After showers, we walked up to the main ‘arena’ of the village where there was a ‘stage’ set up and a band playing music with an electric keyboard, guitars and even a drum set. It was loud. We were led to a bench at the side of the stage where we sat and took in the surroundings, music thumping loudly. The beat was in sync with my thumping headache! The sun was going down. The coconut palms were looming in the distance, a beautiful silhouette against the cloudless sky. All I could think of was, “what are we having for dinner tonight?” and “When can I go to sleep?”
The village/church leaders welcomed us to Bunam. We took to the stage and each had a chance to introduce ourselves, with Yabru interpreting for us. I took this opportunity to pass on greetings from John and Joyce Bolton, the first missionaries to this area (in fact, they helped establish this village in the early 60’s). I had met with them a few weeks earlier as they are now retired to the Southern suburb of Mandurah in Western Australia. There was an audible response to that message and I felt there was some connection with this village. That seems to be the way in PNG. I’ve mentioned it earlier as the wontok system. It stretches across a whole range of activities. If you can show you have some connection with someone from the area, the response is more welcoming.

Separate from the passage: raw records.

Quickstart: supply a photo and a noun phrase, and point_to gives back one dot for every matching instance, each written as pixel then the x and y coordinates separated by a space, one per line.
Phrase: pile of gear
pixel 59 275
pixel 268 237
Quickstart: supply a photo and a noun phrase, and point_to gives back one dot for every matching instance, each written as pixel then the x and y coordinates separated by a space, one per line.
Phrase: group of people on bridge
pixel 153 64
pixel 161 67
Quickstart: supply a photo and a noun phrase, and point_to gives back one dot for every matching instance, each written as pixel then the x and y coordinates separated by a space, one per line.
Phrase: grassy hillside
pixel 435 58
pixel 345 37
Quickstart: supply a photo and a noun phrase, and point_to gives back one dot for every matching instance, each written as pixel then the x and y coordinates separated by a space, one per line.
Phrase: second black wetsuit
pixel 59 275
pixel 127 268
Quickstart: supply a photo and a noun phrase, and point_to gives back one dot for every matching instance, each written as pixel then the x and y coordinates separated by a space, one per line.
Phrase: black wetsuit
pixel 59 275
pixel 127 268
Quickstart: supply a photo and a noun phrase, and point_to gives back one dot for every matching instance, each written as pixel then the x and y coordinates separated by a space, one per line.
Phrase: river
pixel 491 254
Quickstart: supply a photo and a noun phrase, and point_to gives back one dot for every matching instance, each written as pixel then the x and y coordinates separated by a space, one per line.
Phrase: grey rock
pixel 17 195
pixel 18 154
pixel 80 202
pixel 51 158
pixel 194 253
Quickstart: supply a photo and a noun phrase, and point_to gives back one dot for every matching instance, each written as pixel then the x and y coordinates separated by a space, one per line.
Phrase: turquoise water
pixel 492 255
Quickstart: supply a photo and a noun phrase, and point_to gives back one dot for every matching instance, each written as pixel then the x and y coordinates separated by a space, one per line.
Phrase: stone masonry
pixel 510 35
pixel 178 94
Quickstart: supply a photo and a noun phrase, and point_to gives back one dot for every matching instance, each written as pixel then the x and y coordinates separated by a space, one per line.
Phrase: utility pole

I don’t know what was wrong with me, but I felt really heavy. Sad. Emotional. Missing my children. Wondering what I was doing back here. It was strange. I had to work really hard to cover my feelings as I did not want Deb and Debbie to be unsettled. They were fantastic actually! I remember thinking to myself, “why can’t you just relax like they are and be flexible”. I was tense and uneasy. The lovely people in the house next to us brought some food: rice with greens and coconut cream. They also brought a kettle with some boiled water – a cup of tea at last. Amazing what a lovely hot cup of tea does for the soul!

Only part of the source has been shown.